Up to two primer pairs targeting each event were designed using an in-house pipeline which combined Primer3 [41] for primer design and Exonerate [42] for specificity checking (see Additional files 1, 4, 5, 6, 7 and 8 for detailed methods and results related to this section). Homozygous deletions were validated by observing the presence or absence of an amplification product following PCR using diagnostic primers in control and mutant lines. The failure of a diagnostic primer pair to amplify the target region in a mutant was considered as evidence that this region was deleted in the mutant. Duplications and hemizygous deletions were instead assessed by ddPCR to provide an absolute measure of copy number of the target region in mutant and control lines, since these could not be assessed by the mere presence/absence of an amplification product. Duplications were considered validated if the number of copies observed in the mutant was approximately twice that observed in the control line, whereas hemizygous deletions were deemed to be confirmed if the number of copies observed in the mutant was approximately half that observed in the control line. Homozygous deletions for which amplification of the diagnostic primers was observed in the mutant were also subjected to ddPCR to verify whether amplification might have occurred due to DNA contamination or due to the primers amplifying more than one locus.

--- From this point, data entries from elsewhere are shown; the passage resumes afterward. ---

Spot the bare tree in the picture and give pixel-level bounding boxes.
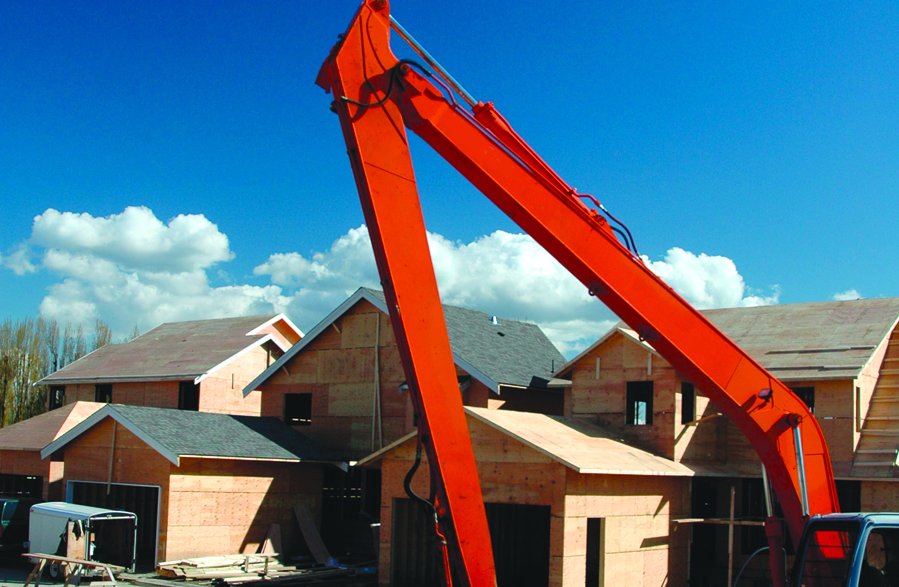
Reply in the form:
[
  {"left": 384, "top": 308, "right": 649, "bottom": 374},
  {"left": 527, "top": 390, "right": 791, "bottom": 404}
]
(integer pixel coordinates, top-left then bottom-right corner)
[
  {"left": 46, "top": 318, "right": 62, "bottom": 373},
  {"left": 59, "top": 322, "right": 75, "bottom": 369},
  {"left": 0, "top": 318, "right": 49, "bottom": 425},
  {"left": 91, "top": 318, "right": 112, "bottom": 351},
  {"left": 72, "top": 323, "right": 87, "bottom": 361}
]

Analysis of the number of genes affected

To estimate the proportion of gene disruptions that are found by GBS among those identified by aCGH, we performed a simple analysis to compute the number of genes that are affected (by any type of CNV) for each event. Gene model coordinates for the genome assembly version 2 of soybean were retrieved from SoyBase [40] in January 2019. We then simply computed the number of gene models overlapping with each of the lesions and tallied them by type and according to whether or not they were found by the GBS dataset generated from the use of the combined libraries. A given gene model was allowed to be counted more than once if it was affected independently by CNV events occurring in different lines.

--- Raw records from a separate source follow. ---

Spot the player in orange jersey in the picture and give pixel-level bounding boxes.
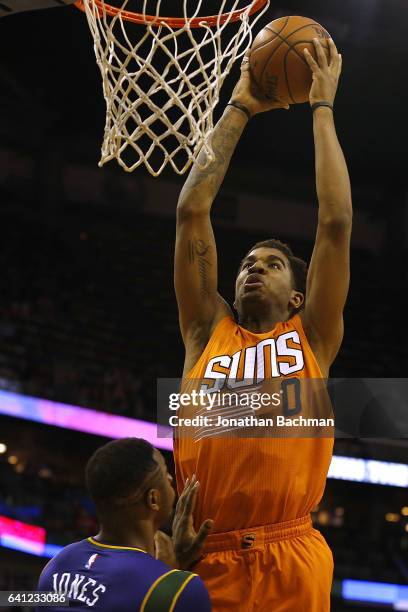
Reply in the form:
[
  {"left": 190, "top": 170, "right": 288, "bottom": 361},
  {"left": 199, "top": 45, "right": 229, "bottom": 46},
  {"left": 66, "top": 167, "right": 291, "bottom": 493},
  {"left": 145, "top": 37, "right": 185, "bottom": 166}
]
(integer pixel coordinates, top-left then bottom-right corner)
[{"left": 175, "top": 40, "right": 352, "bottom": 612}]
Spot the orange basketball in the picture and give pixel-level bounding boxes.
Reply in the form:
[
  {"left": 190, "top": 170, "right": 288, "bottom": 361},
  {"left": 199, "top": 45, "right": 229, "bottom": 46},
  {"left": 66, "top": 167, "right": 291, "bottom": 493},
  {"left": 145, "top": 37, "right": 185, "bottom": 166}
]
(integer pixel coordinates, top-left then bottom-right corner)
[{"left": 249, "top": 16, "right": 330, "bottom": 104}]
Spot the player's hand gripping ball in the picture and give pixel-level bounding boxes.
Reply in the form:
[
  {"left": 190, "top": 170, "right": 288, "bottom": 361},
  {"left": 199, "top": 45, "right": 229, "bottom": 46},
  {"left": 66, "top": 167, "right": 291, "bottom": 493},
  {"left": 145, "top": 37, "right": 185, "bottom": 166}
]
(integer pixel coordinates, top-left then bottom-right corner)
[
  {"left": 173, "top": 475, "right": 213, "bottom": 569},
  {"left": 231, "top": 50, "right": 289, "bottom": 116},
  {"left": 250, "top": 16, "right": 338, "bottom": 104}
]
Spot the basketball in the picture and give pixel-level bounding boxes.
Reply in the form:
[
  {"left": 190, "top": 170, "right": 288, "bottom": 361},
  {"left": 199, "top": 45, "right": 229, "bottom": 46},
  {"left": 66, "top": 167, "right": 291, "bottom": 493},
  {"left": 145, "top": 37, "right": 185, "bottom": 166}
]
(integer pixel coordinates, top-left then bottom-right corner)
[{"left": 249, "top": 16, "right": 330, "bottom": 104}]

Software used and implementation

Unless otherwise stated, all analyses were performed in R version 3.4.3 or 3.5.1 [43]. Bioconductor packages Rsamtools [44] and GenomicAlignments [45] were used for reading and manipulating the aligned reads. The R package that we developed for implementing the CNV-calling pipeline described here, named delgbs, is publicly available on GitHub (github.com/malemay/delgbs). Starting from sorted and indexed .bam files, the segmentation and CNV calling of the data generated from the first GBS library took 10 min to run on a single CPU and required 2 Gb of RAM, and it thus amenable to run on any personal computer.